Moreover, when I subset the dds object to focus for example on the population n°1 to compare between blood and tumor, I have a completely different list of DEGs whether I indicate a design "~ batch + Tissu" or "~ Tissu" alone even if the PCA plots are identical between the 2 designs.

( I can't indicate " ~patient + Tissu" because i obtained the following message: Error in checkFullRank(modelMatrix) : the model matrix is not full rank, so the model cannot be fit as specified. One or more variables or interaction terms in the design formula are linear combinations of the others and must be removed.)

dds_pop1 <- dds[, dds$Population == "pop1"]

dds_pop1@colData@listData$batch <- factor(dds_pop1@colData@listData$batch) 
dds_pop1@colData@listData$Tissu <- factor(dds_pop1@colData@listData$Tissu)
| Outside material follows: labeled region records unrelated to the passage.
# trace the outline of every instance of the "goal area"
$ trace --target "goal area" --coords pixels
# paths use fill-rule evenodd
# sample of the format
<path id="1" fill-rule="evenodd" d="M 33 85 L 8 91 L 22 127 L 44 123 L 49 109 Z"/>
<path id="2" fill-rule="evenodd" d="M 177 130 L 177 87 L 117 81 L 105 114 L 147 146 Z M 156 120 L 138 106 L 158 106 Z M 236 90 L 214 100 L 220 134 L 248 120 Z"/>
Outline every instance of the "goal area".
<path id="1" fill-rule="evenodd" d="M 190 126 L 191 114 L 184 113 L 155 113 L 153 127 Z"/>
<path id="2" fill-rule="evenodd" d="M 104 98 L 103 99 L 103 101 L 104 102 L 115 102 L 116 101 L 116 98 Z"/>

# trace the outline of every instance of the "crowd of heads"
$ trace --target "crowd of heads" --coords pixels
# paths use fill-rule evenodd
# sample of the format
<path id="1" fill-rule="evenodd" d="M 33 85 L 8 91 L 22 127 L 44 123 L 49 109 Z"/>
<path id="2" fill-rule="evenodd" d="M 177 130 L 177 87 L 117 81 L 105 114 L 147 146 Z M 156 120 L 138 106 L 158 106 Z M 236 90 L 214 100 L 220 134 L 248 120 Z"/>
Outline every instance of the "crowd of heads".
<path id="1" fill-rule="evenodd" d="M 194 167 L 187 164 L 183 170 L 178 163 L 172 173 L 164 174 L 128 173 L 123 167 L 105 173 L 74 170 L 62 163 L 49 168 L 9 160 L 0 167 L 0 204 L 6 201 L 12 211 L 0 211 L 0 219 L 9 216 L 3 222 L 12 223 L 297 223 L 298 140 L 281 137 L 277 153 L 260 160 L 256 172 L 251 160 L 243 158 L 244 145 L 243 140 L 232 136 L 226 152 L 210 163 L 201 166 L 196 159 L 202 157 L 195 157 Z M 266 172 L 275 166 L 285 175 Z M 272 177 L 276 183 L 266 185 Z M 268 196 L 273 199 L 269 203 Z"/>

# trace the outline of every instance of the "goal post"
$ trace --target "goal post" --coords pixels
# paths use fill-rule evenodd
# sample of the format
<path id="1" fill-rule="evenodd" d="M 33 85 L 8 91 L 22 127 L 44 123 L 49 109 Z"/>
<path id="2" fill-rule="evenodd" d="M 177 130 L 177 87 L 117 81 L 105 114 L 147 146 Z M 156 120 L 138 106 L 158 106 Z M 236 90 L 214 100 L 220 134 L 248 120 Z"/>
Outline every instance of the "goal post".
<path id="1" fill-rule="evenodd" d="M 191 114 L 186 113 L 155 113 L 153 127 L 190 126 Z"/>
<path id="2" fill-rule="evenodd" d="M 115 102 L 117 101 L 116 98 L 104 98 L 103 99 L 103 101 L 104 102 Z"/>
dds_pop1 <- DESeqDataSet(dds_pop1, design = ~ batch + Tissu)  #I can't put ~ Patient + Tissu because I have the linear combination error

dds_pop1_DEG <- DESeq(dds_pop1) 
contrast_tissu <- c("Tissu", "breast", "blood") 
res_pop1_unshrunken <- results(dds_pop1_DEG, contrast_tissu, alpha = 0.05)
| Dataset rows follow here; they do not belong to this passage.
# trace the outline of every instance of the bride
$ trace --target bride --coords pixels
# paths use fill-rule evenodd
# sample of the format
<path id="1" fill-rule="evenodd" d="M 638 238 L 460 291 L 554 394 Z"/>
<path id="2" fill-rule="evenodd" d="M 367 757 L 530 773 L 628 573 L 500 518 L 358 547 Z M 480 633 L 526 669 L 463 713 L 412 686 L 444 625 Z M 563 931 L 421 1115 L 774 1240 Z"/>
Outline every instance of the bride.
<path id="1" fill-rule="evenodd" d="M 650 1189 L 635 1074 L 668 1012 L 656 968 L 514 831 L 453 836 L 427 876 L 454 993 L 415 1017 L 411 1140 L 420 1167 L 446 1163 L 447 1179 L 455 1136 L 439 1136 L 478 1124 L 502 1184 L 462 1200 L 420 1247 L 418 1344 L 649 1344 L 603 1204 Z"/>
Do I have to trust the DEG with the design that controls the batch effect ? I can't rely on the PCA distribution because it is the same between the design with or without controling batch

Thank you for any help,

Best regards,

Léo

There are two issues. First, you have aliased blood and batch by only having blood samples in one batch. All things equal, I would probably subset to tumor and blood samples and analyze separately, because the blood samples don't have a batch effect.

Second, you shouldn't be using ComBat, but instead should be using sva (or actually svaseq) to generate surrogate variables that you can include in your model. Or you could use one of the RUV functions. Your choice. The goal of ComBat is to adjust both the mean and variance of the different known batches in order to make them more comparable. That's a thing you can do, but you should then also include the batch effect in your model to adjust the degrees of freedom that you have lost by doing the adjustment. But you have a possible batch effect (which you could account for within your linear model), and possible outliers. Using surrogate variables is a better way to deal with unobserved variability.

Another option is to use the limma-voom pipeline and compute sample weights, which will automatically down-weight samples that are dissimilar to other samples of the same type.